Auch wenn bei Kapuzinerbibliotheken die Fluktuation der Bücher außerordentlich hoch war, da diese häufig von Konvent zu Konvent wanderten, wäre es für vergleichende Forschungen trotzdem wichtig zu wissen, in welchem Konvent sich welche Werke befanden. Eine Dokumentation der Eichstätter Dublettenverkäufe, die diesem Gesichtspunkt Rechnung trüge, existiert nicht - ebenso wenig wie ein Verzeichnis der vernichteten Bücher. Ein bei Ebay eingestelltes Buch aus dem Kapuzinerkloster Burghausen wurde laut Besitzvermerk 1677 erworben, ein Jahr nach seinem Erscheinungsjahr. Der Autor, ein Jesuit, starb 1688 ebenfalls in Burghausen. Das Buch weist also einen gewissen lokalhistorischen Bezug auf. Durch Antiquariatsverkäufe gehen diese kleinen Mosaiksteine zur geistigen Kultur des frühneuzeitlichen Katholizismus verloren.

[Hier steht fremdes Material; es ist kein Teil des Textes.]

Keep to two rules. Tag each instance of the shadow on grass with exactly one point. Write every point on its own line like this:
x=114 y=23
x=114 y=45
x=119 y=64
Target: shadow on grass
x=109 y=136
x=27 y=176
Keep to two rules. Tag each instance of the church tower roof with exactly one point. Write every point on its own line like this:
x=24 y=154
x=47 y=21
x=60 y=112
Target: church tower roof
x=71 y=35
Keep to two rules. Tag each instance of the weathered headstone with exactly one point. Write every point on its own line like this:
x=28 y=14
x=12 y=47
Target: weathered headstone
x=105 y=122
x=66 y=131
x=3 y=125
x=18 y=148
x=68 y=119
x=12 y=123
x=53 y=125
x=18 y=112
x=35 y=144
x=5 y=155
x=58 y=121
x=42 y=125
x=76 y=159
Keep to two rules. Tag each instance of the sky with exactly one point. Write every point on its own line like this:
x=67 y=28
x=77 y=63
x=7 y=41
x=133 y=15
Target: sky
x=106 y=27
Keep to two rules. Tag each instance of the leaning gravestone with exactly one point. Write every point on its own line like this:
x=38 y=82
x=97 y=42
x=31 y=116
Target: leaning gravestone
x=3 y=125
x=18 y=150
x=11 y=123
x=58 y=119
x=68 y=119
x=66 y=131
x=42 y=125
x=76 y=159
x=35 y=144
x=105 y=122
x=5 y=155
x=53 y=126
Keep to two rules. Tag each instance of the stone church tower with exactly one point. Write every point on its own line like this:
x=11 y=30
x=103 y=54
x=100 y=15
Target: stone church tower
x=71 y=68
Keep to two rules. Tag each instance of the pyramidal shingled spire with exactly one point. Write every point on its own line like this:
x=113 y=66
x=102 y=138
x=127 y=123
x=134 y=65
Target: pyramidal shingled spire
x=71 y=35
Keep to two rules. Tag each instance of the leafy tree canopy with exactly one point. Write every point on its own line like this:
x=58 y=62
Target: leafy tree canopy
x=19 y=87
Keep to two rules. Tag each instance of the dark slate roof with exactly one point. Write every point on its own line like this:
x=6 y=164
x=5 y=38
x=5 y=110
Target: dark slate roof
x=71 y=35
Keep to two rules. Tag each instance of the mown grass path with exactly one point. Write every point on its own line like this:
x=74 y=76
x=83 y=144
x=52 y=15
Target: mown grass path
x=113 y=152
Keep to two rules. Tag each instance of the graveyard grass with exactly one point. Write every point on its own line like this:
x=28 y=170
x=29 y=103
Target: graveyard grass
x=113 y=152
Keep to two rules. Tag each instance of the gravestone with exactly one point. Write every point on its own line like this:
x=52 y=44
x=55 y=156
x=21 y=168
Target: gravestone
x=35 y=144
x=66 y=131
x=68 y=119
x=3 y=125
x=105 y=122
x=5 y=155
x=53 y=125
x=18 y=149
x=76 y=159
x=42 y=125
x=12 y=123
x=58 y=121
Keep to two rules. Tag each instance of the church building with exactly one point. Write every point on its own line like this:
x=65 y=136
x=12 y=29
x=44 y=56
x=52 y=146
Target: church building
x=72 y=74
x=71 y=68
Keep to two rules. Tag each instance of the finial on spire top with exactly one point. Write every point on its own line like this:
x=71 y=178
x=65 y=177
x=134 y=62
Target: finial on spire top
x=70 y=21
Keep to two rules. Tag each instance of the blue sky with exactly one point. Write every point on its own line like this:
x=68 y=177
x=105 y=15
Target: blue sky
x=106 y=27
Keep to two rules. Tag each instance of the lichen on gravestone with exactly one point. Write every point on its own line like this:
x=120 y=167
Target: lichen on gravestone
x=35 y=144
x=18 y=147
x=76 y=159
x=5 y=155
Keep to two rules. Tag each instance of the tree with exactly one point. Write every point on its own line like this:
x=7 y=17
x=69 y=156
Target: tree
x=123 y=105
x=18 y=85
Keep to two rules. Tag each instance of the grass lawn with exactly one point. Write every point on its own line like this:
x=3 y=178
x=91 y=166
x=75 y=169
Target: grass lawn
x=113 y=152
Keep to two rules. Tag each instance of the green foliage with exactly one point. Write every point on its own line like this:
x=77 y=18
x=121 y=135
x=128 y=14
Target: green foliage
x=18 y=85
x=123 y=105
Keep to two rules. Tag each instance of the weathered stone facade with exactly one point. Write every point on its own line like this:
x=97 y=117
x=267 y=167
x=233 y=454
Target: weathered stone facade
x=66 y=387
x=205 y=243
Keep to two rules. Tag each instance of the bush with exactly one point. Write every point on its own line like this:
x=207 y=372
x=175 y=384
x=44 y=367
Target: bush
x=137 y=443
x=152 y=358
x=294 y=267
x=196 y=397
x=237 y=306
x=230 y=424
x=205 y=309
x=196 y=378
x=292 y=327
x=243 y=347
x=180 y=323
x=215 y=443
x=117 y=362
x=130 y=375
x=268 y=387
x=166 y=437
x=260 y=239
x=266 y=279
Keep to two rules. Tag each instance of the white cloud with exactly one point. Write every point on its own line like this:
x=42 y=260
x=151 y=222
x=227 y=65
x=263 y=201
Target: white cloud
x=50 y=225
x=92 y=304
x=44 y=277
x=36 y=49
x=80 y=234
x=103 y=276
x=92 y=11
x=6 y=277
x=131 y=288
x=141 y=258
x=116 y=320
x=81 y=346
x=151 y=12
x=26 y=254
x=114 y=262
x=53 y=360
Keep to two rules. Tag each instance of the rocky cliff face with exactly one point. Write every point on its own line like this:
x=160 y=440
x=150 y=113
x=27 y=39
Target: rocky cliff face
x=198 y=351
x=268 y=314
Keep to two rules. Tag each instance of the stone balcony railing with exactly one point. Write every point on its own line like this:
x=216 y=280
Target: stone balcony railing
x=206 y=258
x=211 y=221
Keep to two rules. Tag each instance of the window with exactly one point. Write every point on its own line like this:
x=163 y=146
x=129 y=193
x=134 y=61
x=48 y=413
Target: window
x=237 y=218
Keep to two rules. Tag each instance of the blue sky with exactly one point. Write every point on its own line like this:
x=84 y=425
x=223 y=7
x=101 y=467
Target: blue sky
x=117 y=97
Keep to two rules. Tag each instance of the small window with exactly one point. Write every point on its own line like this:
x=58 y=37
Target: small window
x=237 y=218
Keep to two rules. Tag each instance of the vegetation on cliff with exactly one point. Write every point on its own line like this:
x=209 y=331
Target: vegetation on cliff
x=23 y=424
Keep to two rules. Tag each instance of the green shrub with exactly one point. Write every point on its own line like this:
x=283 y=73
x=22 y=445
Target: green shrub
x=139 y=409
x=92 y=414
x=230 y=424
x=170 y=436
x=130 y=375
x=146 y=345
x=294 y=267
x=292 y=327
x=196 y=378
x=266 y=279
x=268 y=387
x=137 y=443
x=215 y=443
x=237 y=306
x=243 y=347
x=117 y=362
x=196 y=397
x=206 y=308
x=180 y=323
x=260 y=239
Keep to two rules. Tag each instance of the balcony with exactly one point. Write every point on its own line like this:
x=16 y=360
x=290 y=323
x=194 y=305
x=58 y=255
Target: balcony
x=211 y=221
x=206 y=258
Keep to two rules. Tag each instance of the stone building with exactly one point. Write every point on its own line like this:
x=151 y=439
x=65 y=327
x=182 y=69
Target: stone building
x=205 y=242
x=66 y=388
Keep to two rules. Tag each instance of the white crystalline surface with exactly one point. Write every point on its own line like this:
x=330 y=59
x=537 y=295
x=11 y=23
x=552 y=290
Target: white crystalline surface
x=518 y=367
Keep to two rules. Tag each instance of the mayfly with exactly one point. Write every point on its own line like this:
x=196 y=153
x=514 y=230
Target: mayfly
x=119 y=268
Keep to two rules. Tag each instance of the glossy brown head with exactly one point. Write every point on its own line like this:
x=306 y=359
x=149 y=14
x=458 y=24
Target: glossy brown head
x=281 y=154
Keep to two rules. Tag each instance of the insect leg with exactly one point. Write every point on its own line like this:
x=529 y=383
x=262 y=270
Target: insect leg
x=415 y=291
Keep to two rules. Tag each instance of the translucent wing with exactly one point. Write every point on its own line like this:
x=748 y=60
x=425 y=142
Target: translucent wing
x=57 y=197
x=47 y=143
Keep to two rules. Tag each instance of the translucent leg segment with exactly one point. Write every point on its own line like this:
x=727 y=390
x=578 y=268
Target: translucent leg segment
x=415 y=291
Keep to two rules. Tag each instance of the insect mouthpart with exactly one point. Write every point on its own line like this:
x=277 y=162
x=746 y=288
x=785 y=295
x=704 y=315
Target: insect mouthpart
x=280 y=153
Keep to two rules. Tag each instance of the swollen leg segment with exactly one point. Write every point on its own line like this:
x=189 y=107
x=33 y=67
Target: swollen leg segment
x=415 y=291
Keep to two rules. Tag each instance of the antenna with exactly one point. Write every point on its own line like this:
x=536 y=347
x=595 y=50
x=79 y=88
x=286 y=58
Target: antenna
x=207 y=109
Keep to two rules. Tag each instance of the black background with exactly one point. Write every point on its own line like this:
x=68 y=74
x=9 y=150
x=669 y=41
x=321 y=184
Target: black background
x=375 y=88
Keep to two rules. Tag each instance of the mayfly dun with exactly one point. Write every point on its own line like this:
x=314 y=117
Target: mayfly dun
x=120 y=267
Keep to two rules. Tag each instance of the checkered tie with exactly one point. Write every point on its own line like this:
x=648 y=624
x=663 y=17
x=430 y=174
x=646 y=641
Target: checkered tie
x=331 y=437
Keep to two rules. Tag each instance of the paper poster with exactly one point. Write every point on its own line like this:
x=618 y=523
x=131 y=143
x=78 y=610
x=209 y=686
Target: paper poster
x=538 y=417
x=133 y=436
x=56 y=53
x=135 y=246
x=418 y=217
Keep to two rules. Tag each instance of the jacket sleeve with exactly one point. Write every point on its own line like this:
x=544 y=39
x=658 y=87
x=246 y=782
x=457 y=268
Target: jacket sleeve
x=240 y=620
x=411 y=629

Es ist beunruhigend, dass in den kommenden Jahren mit der Auflösung von zahlreichen katholischen Ordensniederlassungen aus Personalmangel zu rechnen ist - und also mit der Freisetzung bisher gut betreuter Altbestände. Nicht immer wird eine erfreuliche Lösung wie bei der berühmten Dominikanerbibliothek in Walberberg gefunden werden, die in die Diözesanbibliothek Köln umzieht. Im Jahr 2005 bemühten sich die Universitätsbibliotheken in Köln und Bonn vergeblich um den kostbaren Altbestand der Redemptoristenhochschule im Kloster Geistingen. Die alten Drucke wurden von der Ordensleitung einem Antiquar verkauft.